Türkiye-ABD ilişkilerinde çatlaklar derinleşiyor

ABD Temsilciler Meclisi’nde Ermeni soykırımı karar tasarısı ve Türkiye'nin Rojava harekâtına yönelik yaptırım içeren tasarının kabul edilmesi gündeme damgasını vurdu. Türkiye’ye yönelik yaptırım tasarısında Türkiye Cumhurbaşkanı Recep Tayyip Erdoğan Ailesi'nin mal varlığının araştırılarak raporlaştırılması da bulunuyor. Her iki tasarı da önce Senato’da oylanacak, orada kabul edilirse de ABD Başkanı Donald Trump’ın onayına sunulacak.
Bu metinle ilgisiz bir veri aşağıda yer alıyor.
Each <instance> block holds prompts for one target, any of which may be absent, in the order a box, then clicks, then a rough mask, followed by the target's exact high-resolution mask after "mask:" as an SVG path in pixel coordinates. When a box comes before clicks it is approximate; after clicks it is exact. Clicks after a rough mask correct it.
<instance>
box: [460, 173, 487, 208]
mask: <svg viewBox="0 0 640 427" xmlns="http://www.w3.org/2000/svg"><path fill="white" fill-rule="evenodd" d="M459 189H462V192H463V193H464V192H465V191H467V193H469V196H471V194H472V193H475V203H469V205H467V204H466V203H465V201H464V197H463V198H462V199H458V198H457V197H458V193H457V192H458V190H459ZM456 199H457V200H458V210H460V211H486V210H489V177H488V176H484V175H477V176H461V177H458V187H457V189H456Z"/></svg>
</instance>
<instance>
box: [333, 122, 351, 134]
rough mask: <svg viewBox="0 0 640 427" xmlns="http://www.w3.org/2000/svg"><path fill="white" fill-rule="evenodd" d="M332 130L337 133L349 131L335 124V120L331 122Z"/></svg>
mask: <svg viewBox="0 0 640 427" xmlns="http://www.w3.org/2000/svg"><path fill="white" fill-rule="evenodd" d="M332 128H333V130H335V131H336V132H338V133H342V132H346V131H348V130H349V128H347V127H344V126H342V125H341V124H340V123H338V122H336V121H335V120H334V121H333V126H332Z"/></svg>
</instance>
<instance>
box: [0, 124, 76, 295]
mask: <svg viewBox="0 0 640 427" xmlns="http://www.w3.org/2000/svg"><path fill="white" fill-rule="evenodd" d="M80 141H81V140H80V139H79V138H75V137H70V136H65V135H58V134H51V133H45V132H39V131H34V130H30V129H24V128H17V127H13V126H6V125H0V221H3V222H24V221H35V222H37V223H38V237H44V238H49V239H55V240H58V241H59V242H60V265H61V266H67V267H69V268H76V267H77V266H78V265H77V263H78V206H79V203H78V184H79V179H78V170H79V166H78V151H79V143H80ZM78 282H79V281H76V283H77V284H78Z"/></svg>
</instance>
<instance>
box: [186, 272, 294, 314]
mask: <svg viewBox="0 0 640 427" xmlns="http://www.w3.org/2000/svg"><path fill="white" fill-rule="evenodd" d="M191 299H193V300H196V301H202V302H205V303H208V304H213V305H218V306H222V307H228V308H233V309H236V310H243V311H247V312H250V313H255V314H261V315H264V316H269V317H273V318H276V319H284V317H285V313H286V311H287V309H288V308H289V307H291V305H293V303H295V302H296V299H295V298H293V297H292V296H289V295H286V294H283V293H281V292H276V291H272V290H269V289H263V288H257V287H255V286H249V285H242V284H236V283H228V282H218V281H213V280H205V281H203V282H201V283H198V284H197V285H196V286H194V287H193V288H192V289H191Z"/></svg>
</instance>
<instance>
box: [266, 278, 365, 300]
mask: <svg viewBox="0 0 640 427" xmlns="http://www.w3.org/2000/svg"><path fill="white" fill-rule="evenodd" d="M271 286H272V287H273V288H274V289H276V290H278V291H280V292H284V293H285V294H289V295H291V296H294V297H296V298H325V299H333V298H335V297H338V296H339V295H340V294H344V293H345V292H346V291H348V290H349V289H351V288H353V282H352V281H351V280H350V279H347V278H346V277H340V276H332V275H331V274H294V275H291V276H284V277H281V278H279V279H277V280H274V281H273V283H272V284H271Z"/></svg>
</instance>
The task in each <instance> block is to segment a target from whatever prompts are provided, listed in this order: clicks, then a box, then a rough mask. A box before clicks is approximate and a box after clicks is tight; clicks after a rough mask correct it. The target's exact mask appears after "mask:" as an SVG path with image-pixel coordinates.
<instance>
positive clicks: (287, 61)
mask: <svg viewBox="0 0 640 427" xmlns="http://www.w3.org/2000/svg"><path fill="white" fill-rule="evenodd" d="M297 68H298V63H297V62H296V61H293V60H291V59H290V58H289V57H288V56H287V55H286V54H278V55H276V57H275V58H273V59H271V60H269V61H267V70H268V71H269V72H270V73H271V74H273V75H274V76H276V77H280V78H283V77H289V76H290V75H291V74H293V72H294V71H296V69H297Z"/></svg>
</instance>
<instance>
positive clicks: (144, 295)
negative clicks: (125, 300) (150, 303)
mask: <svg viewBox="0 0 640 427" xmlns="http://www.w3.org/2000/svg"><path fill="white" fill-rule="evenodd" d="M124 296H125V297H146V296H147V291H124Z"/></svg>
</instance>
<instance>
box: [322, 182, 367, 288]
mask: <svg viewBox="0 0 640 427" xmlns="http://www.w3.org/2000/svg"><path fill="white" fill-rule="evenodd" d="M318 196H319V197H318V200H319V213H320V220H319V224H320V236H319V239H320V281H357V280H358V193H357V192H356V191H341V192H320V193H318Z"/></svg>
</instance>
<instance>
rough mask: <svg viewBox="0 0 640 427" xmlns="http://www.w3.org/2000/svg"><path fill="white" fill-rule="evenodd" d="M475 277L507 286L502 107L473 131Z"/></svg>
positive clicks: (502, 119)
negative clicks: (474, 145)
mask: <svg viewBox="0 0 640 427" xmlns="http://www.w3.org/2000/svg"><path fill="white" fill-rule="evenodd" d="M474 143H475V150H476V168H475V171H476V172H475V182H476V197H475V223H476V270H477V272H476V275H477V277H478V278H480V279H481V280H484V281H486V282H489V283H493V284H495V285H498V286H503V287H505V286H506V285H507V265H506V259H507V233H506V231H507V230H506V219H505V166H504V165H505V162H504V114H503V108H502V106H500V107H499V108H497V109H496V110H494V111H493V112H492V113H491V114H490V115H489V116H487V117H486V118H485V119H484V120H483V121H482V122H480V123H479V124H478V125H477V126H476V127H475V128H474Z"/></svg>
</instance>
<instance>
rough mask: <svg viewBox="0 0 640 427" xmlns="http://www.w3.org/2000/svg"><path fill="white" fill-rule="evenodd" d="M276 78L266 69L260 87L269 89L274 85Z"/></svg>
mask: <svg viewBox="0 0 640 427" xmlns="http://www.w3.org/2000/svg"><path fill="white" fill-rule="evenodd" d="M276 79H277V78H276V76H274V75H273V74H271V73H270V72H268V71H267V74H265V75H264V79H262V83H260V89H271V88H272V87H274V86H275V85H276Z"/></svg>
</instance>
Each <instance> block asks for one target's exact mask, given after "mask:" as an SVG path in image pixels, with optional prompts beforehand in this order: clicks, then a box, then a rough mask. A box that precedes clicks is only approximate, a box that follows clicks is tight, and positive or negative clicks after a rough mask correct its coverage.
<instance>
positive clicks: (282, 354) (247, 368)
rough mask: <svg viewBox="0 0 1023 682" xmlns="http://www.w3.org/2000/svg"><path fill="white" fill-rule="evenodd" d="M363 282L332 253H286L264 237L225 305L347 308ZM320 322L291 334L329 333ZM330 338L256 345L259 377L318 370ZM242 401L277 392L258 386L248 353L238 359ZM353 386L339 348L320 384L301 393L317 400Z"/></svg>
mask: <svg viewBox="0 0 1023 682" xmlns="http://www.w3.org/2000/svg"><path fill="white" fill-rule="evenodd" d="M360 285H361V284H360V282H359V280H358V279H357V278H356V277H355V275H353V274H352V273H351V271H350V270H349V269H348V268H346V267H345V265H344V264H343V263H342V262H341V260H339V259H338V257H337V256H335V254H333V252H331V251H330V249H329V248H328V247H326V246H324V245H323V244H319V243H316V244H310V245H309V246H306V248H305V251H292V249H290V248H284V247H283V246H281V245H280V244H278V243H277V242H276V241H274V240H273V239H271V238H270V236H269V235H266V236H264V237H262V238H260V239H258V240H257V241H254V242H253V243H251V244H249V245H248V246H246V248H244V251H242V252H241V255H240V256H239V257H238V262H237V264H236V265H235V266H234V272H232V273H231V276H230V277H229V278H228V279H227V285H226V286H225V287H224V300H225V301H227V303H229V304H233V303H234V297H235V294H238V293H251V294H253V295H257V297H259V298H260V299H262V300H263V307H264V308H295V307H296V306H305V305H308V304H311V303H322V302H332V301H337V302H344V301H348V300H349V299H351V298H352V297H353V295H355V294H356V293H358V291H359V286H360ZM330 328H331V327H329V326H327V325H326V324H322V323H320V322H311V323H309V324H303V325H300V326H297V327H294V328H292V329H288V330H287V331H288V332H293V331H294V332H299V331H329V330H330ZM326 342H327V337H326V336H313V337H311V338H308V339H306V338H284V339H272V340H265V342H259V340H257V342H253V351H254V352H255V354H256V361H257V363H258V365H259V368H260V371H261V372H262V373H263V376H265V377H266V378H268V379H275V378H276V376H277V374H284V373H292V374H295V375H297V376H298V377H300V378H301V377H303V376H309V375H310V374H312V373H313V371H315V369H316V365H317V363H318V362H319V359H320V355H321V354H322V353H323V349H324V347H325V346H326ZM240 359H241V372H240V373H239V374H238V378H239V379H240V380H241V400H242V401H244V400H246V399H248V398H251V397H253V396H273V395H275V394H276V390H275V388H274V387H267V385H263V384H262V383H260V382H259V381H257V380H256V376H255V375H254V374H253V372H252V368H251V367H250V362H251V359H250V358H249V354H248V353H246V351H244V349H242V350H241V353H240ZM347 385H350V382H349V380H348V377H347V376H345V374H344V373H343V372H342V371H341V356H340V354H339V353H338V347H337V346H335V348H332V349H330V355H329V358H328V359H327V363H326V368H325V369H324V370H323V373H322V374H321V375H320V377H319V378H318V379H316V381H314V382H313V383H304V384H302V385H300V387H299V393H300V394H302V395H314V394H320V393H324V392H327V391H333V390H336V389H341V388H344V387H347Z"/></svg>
Gazeteci-Yazar Murat Yetkin bugünkü yazısında Temsilciler Meclisi kararının nedenlerini irdeliyor ve şunları sıralıyor:

“1- Türkiye’nin Suriye harekâtına ve harekâtın ‘Kürt müttefiklere’ yani onların gözünde ‘Hristiyanları IŞİD zulmünden kurtaran’ YPG’ye yönelmiş olmasına tepki,

2- Bir yandan ABD’ye rağmen Rusya ile işbirliği yapan ve onların gözünde artık ‘ılımlı’ İslamcı sayılmayan Erdoğan’a tepki,

3- Bu yolla Trump’a karşı tepkinin yükseldiğini göstermek, görevden alınması için –onların gözünde- Erdoğan’ın avukatlığını yapan Trump’a diğer konuların yanında Türkiye üzerinden de saldırıda bulunmak.

ABD iç politikasında gözler o kadar kararmış ki, kendi iktidar savaşları ve Türkiye ile hükümetler arası ilişkilerdeki çelişkiler nedeniyle 70 yıllık batı ittifakı bağlantısını ve devletten devlete ilişkileri tehlikeye atmaktan çekinmiyorlar.”

Yetkin tasarının ne tür sonuçları olabileceğine ilişkin “Ermeni tasarısının rüzgârıyla Senato’da da yaptırımlardan yana rüzgâr estirebilir. Ancak (Graham’ın dediği gibi) Senato kendi tasarısını oylamak isteyerek Temsilcilerinkini ona göre düzeltilmesi için geri gönderebilir. Temsilciler bunu onaylarsa, ikisinin birden senatodan geçme ihtimali ortaya çıkar” diyor.

Tasarıların oylanması durumunda ABD Başkanı Trump’ın önüne gideceğini ve Trump’ın karar vermesi için 10 günlük süresini olduğunu hatırlatan Yetkin, “Bu durum, Erdoğan’ın da, Türkiye’nin de kararını Trump’ın insafına bağlı kılar. Ama diyelim ki Senato, ya da Trump geri çevirse dahi, ortadaki tablo Türkiye-ABD ilişkilerinde tamiri alacak çatlakların derinleştiğini gösteriyor.

Ankara’da, hükümet katında çıkan tek farklı sesin, Rus yapımı Su-35 uçağının alınması sorulduğunda, ‘Hayır, bir F-35 ortağıyız’ diyen Milli Savunma Bakanı Hulusi Akar’a ait olduğuna dikkat çekmek gerekiyor” ifadelerini kullanıyor.

Yetkin, mevcut krizden çıkışın diyalog ve diplomasi yolundan geçtiğine dikkat çekiyor.